One of the most prominent cases of such abuse in the Aurora area occurred in 1998 when John Bedell, a 39-year-old youth director at Wayside Cross Ministries, was charged with sexually assaulting a 16-year-old girl. Through his position at Wayside, Bedell had worked with hundreds of youths in Aurora, including the victim.

He later was sentenced to two years of probation and ordered to register as a sex offender and to pay court costs.

A local case involving a priest surfaced in 1999 when the Rev. Edward Ball, a priest at Missionaries of the Sacred Heart Monastery in Aurora, was charged with 26 counts of sexual assault for allegedly molesting two young boys between 1982 and 1988 while he worked in California.

Ball, who returned to California to face the charges, also had a 1992 conviction involving sexual misconduct with a child. He served nine months in prison and spent time in a treatment center in Silver Springs, Md.

Locally, few people knew about Ball's past until he was arrested on a warrant out of California. Now, though, the Catholic Church is acting openly to address such problems, Phelps said.

"That's good news, however belated," Phelps said, "but it does carry with it a risk . . . The church's openness in dealing with the problem is being framed by some as a problem that's unique to the Catholic Church's celibate clergy, and the tragedy of this falsehood is that it can blind parents and other responsible adults to the real dangers of sexual abuse of minors."

It took Jeff 14 years to tell his parents that the church music director sexually abused him. Their reaction to his announcement last week was one of anger and support, Jeff said.

Jeff never planned to tell his family.
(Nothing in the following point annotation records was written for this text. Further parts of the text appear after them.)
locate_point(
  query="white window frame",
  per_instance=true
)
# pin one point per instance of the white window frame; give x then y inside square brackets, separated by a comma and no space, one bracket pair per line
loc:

He thought he eventually would get over what happened.

"But it's like a movie that keeps playing over and over in my mind," Jeff said.

Now, he's working with a local lawyer and says he intends to press charges against the former music director to ensure that no one else is hurt. Jeff believes that, by taking such action, he will be one step closer to healing.

"I've questioned myself for so long. I always thought that I was to blame," Jeff said. "But now, I know I'm not."